SAGITTARIUS (Nov. 22-Dec. 21) Beginning in 1951, the U.S. government regularly set off nuclear bombs in the desert northwest of Las Vegas. Most of the 1,021 explosions occurred underground, though for 11 years some were also done in the open air. As far as we know, the detonations ceased in 1992. Also as far as we know, the unusual lifestyles of Las Vegas’s inhabitants are not the result of mutations in their DNA caused by radioactive contamination. Let’s use this scenario as a departure point for you. What dangerous or tempestuous events from your life are now safely confined to the past? Are there any lingering consequences from them? If so, what might you do to heal?

CAPRICORN (Dec. 22-Jan. 19) By the year 2100, some human beings will be married to sophisticated robots. So concludes David Levy, who got a doctorate from a Dutch university for his thesis, “Intimate Relationships with Artificial Partners.” Let’s use his prophecy as a jumping-off point for you. In your fantasies about togetherness, are you harboring any unrealistic desires for robotic perfection? If so, are they interfering with your ability to have satisfying relationships with interesting but flawed people? Take inventory of any tendencies you might have to want artificial partners. Then dissolve those delusions.
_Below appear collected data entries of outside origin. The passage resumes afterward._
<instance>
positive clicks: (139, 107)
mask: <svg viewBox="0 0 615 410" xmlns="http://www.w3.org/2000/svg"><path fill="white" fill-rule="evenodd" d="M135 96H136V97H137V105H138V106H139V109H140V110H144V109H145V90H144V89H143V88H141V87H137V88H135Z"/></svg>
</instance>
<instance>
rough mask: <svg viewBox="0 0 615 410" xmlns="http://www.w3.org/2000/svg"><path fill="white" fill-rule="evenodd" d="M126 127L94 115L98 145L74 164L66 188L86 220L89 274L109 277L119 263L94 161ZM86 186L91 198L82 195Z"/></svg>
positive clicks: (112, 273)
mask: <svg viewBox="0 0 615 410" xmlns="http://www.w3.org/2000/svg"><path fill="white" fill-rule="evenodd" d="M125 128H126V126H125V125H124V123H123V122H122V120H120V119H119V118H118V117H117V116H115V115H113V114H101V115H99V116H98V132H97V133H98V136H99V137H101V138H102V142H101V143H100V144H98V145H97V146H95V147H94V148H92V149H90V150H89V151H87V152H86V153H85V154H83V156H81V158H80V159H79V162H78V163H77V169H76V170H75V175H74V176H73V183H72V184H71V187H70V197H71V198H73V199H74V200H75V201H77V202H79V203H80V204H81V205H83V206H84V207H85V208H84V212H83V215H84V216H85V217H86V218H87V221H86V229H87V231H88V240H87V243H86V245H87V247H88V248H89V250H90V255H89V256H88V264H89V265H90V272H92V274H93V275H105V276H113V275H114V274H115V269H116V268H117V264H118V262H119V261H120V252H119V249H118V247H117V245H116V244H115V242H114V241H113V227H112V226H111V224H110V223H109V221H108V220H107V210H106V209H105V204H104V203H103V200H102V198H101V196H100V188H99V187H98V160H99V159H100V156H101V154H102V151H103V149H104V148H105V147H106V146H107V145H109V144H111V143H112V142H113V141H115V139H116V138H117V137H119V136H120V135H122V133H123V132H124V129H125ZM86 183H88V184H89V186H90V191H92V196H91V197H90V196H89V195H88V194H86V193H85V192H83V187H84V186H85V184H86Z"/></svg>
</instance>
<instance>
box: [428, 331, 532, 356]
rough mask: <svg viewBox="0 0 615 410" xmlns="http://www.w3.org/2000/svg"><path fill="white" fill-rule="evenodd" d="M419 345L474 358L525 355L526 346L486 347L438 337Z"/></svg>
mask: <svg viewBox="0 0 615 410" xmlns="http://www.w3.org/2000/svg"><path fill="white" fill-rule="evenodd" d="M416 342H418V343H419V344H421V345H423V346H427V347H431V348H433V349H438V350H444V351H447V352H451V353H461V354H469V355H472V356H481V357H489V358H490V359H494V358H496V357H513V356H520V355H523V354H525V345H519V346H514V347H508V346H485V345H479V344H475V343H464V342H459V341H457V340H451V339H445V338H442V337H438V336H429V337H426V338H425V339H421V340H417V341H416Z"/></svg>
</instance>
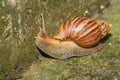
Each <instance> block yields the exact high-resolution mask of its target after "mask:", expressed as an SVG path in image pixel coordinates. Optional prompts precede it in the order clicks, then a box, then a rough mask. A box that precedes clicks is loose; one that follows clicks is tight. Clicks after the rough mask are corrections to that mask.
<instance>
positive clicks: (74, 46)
mask: <svg viewBox="0 0 120 80" xmlns="http://www.w3.org/2000/svg"><path fill="white" fill-rule="evenodd" d="M109 29H110V25H109V24H108V23H106V22H104V21H101V20H97V19H91V18H86V17H77V18H72V19H69V20H68V21H66V22H64V23H63V24H62V25H61V26H60V27H58V30H57V32H56V34H55V35H54V36H53V37H51V36H49V35H48V34H47V32H46V30H45V23H44V19H43V15H42V29H41V30H40V32H39V33H38V34H37V37H36V40H35V43H36V46H37V47H38V48H39V49H41V50H42V51H43V52H45V53H46V54H48V55H49V56H51V57H53V58H58V59H66V58H69V57H72V56H85V55H89V54H92V53H95V52H97V51H99V50H101V49H102V45H101V44H100V40H101V39H102V38H104V37H105V36H106V35H107V33H108V31H109Z"/></svg>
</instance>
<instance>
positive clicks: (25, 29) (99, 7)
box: [0, 0, 107, 80]
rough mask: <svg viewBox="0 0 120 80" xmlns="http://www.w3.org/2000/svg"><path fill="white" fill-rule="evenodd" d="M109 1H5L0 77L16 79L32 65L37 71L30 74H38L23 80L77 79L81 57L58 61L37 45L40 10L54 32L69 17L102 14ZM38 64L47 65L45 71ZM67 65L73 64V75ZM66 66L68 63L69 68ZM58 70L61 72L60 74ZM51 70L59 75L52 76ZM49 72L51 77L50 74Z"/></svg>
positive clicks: (54, 72) (4, 78) (0, 65)
mask: <svg viewBox="0 0 120 80" xmlns="http://www.w3.org/2000/svg"><path fill="white" fill-rule="evenodd" d="M106 3H107V0H58V1H57V0H1V1H0V79H2V80H15V79H18V78H22V76H21V74H22V73H23V71H26V70H27V69H28V67H29V66H31V67H33V69H35V72H33V73H32V72H31V73H30V74H29V75H31V76H32V75H33V76H34V75H35V76H34V77H29V78H28V79H26V78H25V79H24V78H23V80H39V79H38V78H41V79H43V80H45V79H46V80H53V79H55V78H56V79H60V80H61V79H62V78H63V79H73V78H74V73H72V72H74V71H73V70H74V68H79V67H75V66H76V65H77V64H78V63H76V62H79V60H80V59H78V60H77V59H75V58H73V59H70V62H69V60H65V61H64V60H63V61H62V60H61V61H59V60H54V59H51V58H48V57H45V56H44V57H43V56H41V55H40V52H39V51H38V49H37V48H36V46H35V44H34V37H35V35H36V34H37V32H38V31H39V27H40V26H41V17H40V13H43V14H44V17H45V21H46V25H47V31H49V33H53V32H55V28H56V27H57V26H58V25H60V24H61V23H62V22H63V21H65V20H67V19H68V18H71V17H76V16H89V17H91V16H93V15H94V14H96V13H98V12H100V13H101V10H100V6H103V5H105V4H106ZM41 53H42V52H41ZM38 58H39V59H38ZM45 58H47V59H45ZM42 61H43V62H42ZM47 63H49V64H47ZM35 64H38V65H40V66H42V65H43V66H42V68H43V69H42V68H41V70H44V71H43V72H45V73H44V74H42V72H41V71H38V72H37V70H38V69H39V68H38V67H37V66H36V68H35V67H34V66H35ZM55 64H56V65H55ZM74 64H75V65H74ZM82 64H84V63H82ZM49 65H50V66H52V65H54V66H52V67H54V68H51V69H50V68H49V67H48V66H49ZM66 65H68V66H70V67H71V68H70V70H69V71H68V72H69V74H68V73H67V74H66V72H67V71H66V70H65V69H68V68H69V67H68V66H66ZM79 65H80V64H79ZM62 66H65V68H64V67H62ZM46 68H47V69H46ZM57 69H58V70H59V71H60V74H59V73H57ZM72 69H73V70H72ZM75 70H76V73H79V72H77V69H75ZM78 70H79V69H78ZM51 72H53V73H52V75H55V76H52V77H51V74H50V73H51ZM40 73H41V75H40V76H38V75H39V74H40ZM48 73H49V74H48ZM61 73H63V74H61ZM26 74H27V73H26ZM47 74H48V77H47V76H46V75H47ZM83 74H84V73H83ZM27 75H28V74H27ZM93 75H94V74H93ZM44 77H46V78H44ZM50 77H51V78H50ZM67 77H68V78H67ZM89 77H90V76H88V78H89ZM30 78H31V79H30ZM76 79H77V77H76Z"/></svg>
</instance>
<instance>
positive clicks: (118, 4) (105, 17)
mask: <svg viewBox="0 0 120 80" xmlns="http://www.w3.org/2000/svg"><path fill="white" fill-rule="evenodd" d="M119 3H120V1H119V0H112V1H111V4H110V7H108V8H107V9H105V11H104V12H103V15H102V16H101V17H100V19H102V20H105V21H107V22H109V23H110V24H111V25H112V28H111V30H110V32H109V33H110V35H108V36H109V39H108V40H107V41H106V39H103V42H104V41H105V42H104V43H103V46H104V48H103V49H102V50H101V51H100V52H98V53H96V54H93V55H90V56H85V57H73V58H69V59H66V60H57V59H51V58H48V57H40V58H39V60H38V61H35V62H34V63H33V64H32V65H31V66H30V68H29V69H28V70H27V71H26V72H25V73H24V74H23V76H24V77H23V78H22V79H20V80H34V79H35V80H53V79H55V80H119V79H120V60H119V59H120V35H119V34H120V31H119V29H120V27H119V25H120V6H119Z"/></svg>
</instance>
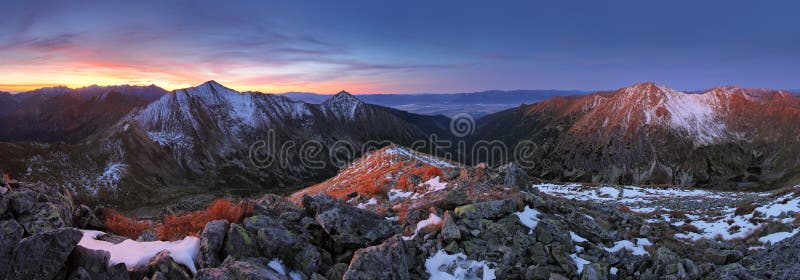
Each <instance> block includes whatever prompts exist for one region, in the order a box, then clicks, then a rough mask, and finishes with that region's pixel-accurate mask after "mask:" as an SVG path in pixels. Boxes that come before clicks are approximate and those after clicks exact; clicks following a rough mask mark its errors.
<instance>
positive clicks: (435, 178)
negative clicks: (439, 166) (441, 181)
mask: <svg viewBox="0 0 800 280" xmlns="http://www.w3.org/2000/svg"><path fill="white" fill-rule="evenodd" d="M439 180H440V179H439V176H436V177H433V179H430V180H428V181H425V183H424V184H425V185H428V191H429V192H432V191H438V190H443V189H445V188H446V187H447V182H440V181H439Z"/></svg>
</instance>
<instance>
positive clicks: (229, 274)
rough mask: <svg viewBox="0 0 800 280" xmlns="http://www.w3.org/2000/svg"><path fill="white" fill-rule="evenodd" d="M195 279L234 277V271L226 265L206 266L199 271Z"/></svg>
mask: <svg viewBox="0 0 800 280" xmlns="http://www.w3.org/2000/svg"><path fill="white" fill-rule="evenodd" d="M194 279H195V280H228V279H234V278H233V272H231V270H230V269H228V268H226V267H214V268H204V269H201V270H198V271H197V274H196V275H195V276H194Z"/></svg>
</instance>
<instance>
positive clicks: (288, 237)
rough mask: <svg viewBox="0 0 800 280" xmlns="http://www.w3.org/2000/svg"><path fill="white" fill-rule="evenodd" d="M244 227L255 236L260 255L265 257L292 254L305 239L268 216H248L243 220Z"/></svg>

AQUARIUS (Jan. 20-Feb. 18) “Dear Rob: After a long stretch of putting up with God’s mean-spirited tricks, I decided I’d had enough. So I fired him. Now I’m going to create a brand-new deity from scratch. Do you have any recommendations for qualities a truly cool divine being might possess? — Awakening Aquarius.” Dear Awakening: One quality your fresh god should have is an appreciation for your originality. You also deserve a deity who likes it when you take your fate into your own hands. That’s all I’ll say. It’s a good time for you to shun other people’s ideas about the divine. Brainstorm about what’s true for you.

PISCES (Feb. 19-March 20) What are the differences between tacky, meaningless fun and beautiful, constructive fun? What are the distinctions between dumb, trivial pleasure and smart, life-exalting pleasure? I’m hoping that meditation will inspire you to overcome any laziness you might have about cultivating happiness. It’s time for you to attempt this monumental accomplishment, you see. You’re at a potential turning point, a time when you could get in the habit of treating your hero’s journey as if it were an ever-evolving celebration.